Plusieurs niveaux d’interdiscursivité s’entremêlent donc, décomposables comme suit:
la circulation du politique au médiatique (et inversement), mettant en évidence le rôle de
relais que constituent les médias;
la circulation au sein d’un même média, qui favorise l’identité éditoriale: M se cite 2 fois
(subprimes, boycottage); L se cite 3 fois (bling-bling, krach, devoir de mémoire);
la circulation d’un média à l’autre: RFI, surtout, cite 2 fois L, 2 fois M, 2 fois «la presse»
dans son ensemble, témoignant par là des pratiques d’information de la radio, qui se nourrit de
la presse écrite. M cite également «le discours médiatique» (couac) et «les médias»; L cite
Le Canard enchaîné (con) et les magazines (fondamentaux);
enfin, la circulation inscrite dans une temporalité plus ample, comme on l’a vu.
L’événement peut alors devenir la capacité du mot à circuler, à travers sa fréquence et ses
sites d’apparition, comme dans cette chronique de M (31.12.2007):
Subprimes Le mot «subprime» est employé dans nos colonnes pour la première fois au mois de février,
lorsqu'un petit établissement de crédit hypothécaire américain, Res Mae Mortgage, fait faillite.

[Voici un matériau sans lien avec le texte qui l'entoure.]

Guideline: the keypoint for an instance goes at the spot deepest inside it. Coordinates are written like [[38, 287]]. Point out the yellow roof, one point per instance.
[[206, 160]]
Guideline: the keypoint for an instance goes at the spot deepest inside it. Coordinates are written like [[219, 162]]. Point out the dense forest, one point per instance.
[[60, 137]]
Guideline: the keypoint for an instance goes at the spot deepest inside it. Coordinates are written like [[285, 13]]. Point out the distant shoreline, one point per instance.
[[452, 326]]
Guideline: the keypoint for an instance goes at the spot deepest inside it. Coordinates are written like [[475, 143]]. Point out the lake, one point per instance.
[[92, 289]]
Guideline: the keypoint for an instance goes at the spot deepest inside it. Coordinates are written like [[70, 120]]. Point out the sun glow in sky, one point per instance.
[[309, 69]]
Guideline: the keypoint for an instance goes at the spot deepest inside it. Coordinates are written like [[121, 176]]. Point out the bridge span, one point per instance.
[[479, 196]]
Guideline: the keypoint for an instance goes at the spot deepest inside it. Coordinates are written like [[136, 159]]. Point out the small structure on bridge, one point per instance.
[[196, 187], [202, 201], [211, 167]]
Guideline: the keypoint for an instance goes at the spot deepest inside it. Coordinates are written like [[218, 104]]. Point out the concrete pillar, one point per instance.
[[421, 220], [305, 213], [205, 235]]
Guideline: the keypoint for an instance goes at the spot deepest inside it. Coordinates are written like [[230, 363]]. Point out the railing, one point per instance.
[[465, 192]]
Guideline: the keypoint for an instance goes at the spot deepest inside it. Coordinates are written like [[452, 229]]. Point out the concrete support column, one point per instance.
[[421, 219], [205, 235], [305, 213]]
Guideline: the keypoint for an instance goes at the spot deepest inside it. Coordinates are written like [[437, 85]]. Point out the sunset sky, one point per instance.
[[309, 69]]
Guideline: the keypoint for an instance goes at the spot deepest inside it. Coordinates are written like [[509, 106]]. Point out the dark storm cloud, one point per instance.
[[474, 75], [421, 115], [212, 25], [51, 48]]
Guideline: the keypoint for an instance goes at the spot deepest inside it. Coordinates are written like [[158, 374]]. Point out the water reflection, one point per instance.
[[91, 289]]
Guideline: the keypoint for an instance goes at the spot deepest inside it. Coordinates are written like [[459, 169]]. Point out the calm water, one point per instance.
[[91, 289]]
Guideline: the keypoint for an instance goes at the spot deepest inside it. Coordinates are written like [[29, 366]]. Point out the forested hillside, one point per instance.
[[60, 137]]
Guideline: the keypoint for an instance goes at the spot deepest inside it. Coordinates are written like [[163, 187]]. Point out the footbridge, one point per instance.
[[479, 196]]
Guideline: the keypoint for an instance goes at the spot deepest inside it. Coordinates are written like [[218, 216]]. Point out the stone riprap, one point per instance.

A partir
d'août, quand la crise immobilière dégénère en crise bancaire et monétaire mondiale, il fait la «une» de
tous les médias. Il ne l'a plus quittée depuis, mot-clé de l'action des banques centrales, de la chute des
marchés boursiers ou de la démission de patrons de prestigieuses banques américaines. Et tout laisse à
penser qu'il y trouvera encore une large place en 2008...
Il est à noter que M et L ne traitent pas les mêmes mots (cf. tableau 2): est-ce là une
manière de se démarquer du principal concurrent en l’ignorant? En revanche, le changement
de signature dans un même média n’entraîne pas de modifications de traitement.
Si la visée discursive qui consiste à critiquer des usages lexicaux en politique est commune
et constitue l’engagement propre à ce sous-genre de chronique, les postures adoptées et les
enjeux assurent les différences entre les chroniques. Il faut donc étudier les variations, que l’on
peut synthétiser autour des phénomènes d’ethos (Maingueneau 2002), et qui renvoient,
finalement, au métaénonciateur incarné par le support journalistique.